The Wolves (26-16-3-2) fell to 14-7-1-2 against Midwest opponents, but that is already one more victory than they had all last season in the division (13-22-4-3). Entering Sunday's game at Milwaukee, the Wolves don't have a losing record against any team in the Midwest.
They've yet to lose in regulation to the Admirals (4-0-0-1), while they hold a 3-1-1-1 mark against the Wild. They are 3-2 against the Rockford IceHogs, and 4-4 against the Grand Rapids Griffins.
That .500 mark against the Griffins might be the biggest gauge of the Wolves' abilities. The Griffins are the defending Calder Cup champions and have been at or near the top of the Western Conference all season. They have one of the league's best offenses and defenses, making them an excellent measuring stick for the Wolves.

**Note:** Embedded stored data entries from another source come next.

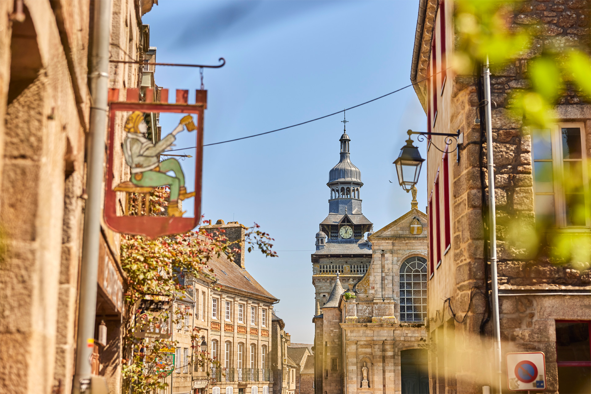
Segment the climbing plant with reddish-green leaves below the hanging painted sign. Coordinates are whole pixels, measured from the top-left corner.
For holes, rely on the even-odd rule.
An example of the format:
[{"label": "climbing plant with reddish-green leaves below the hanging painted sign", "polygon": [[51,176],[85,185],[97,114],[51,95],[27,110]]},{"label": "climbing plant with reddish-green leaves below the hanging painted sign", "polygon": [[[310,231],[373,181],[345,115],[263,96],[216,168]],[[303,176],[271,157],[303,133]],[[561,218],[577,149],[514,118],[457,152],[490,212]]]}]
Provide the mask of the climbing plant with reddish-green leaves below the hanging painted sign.
[{"label": "climbing plant with reddish-green leaves below the hanging painted sign", "polygon": [[[167,200],[168,189],[157,188],[156,193],[150,196],[151,214],[165,212]],[[134,198],[130,211],[137,210],[138,198]],[[193,288],[191,281],[185,280],[185,275],[204,279],[219,290],[220,286],[215,285],[215,272],[207,265],[208,262],[220,257],[233,261],[236,253],[242,252],[236,248],[238,244],[229,242],[224,233],[223,229],[213,232],[199,229],[154,240],[122,235],[121,265],[126,281],[122,360],[124,392],[148,394],[167,388],[164,378],[170,375],[171,367],[162,362],[165,356],[161,350],[178,344],[176,340],[137,338],[135,331],[145,324],[168,324],[174,330],[177,323],[183,324],[184,318],[191,314],[190,308],[176,308],[173,315],[165,313],[161,314],[165,317],[160,318],[152,312],[142,311],[138,307],[141,300],[147,295],[191,298]],[[273,239],[256,223],[246,230],[245,249],[248,252],[259,249],[265,256],[276,257],[271,241]],[[219,362],[211,359],[209,353],[201,351],[200,335],[198,328],[191,328],[191,347],[194,351],[189,370],[204,366],[209,376],[209,366],[219,366]]]}]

"Grand Rapids is the benchmark team," captain Taylor Chorney said. "That’s where we want to get. When you go and play a first-place team like that you have to elevate your game. That’s a good lesson for us to build toward the end of the year. Those are the teams you’re going to have to play to win."

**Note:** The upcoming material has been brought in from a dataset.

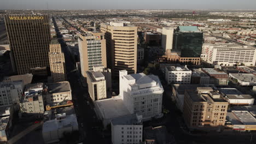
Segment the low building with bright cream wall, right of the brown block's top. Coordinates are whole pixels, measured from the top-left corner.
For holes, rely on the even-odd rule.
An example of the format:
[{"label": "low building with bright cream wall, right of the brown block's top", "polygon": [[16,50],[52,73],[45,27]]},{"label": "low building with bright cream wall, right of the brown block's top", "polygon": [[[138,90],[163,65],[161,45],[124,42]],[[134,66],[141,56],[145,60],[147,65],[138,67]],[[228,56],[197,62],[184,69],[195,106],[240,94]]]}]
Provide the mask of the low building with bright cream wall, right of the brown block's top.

Half of the eight meetings between the teams were decided by one goal, while another three were decided by two goals. The only anomaly came in the Wolves 6-2 rout in Grand Rapids the last time they played.
Perhaps most impressive from Chicago's standpoint, is holding the Griffins well below their scoring average (3.29), which ranks third in the AHL. Against the Wolves, they are averaging 2.5 goals.
The teams meet only two more times in the regular season (March 5 in Grand Rapids, March 23 at Allstate Arena). But it wouldn't be surprising if they faced each other in the playoffs. What a series that promises to be if it happens.
HOME SWEET HOME ... FINALLY
After a horrid 2-6 start to the home season, the Wolves have reclaimed control of their "Wolves Den." With a 4-2 victory over Utica on Tuesday, Chicago improved to 10-0-1-0 in its past 11 homes games, and now sit 13-7-1-0 at Allstate Arena for the season.
The Wolves' next two games are on the road (tomorrow at Milwaukee; Feb. 14 at Rockford), but after that they play six of their next eight games at home. Included in that stretch is back-to-back games against the Abbotsford Heat, which currently has a Western Conference-leading 64 points.
Those games will also bring center Corey Locke back to Allstate Arena for the first time since the Wolves traded him Jan. 23. Chicago received defenseman Mark Cundari on loan in exchange for Locke's AHL contract. So far, the deal has helped both players.
Cundari has five points (two goals, three assists) in seven games with the Wolves. He'd had only five points in his previous 16 games with the Heat. Meanwhile, Locke has racked up five assists in six games in Abbotsford after scoring only one goal with two assists in his final 10 games in Chicago.
Left wing Sergey Andronov returned to the lineup Friday after missing four games with an upper-body injury. Andronov didn't collect a point against the Wild, but was plus-1. He has 10 goals and 17 points in 39 games during his second AHL season.
Left wing Dmitrij Jaskin is expected to rejoin the Wolves after the Blues game this afternoon. The NHL shuts down Sunday for the Olympic break until Feb. 25, giving the Wolves a full complement of players.
Jaskin picked up his first NHL assist in the Blues' 3-2 overtime victory over the Bruins on Thursday, giving him two points in seven NHL games this season. He is second on the Wolves with 13 goals in 32 games.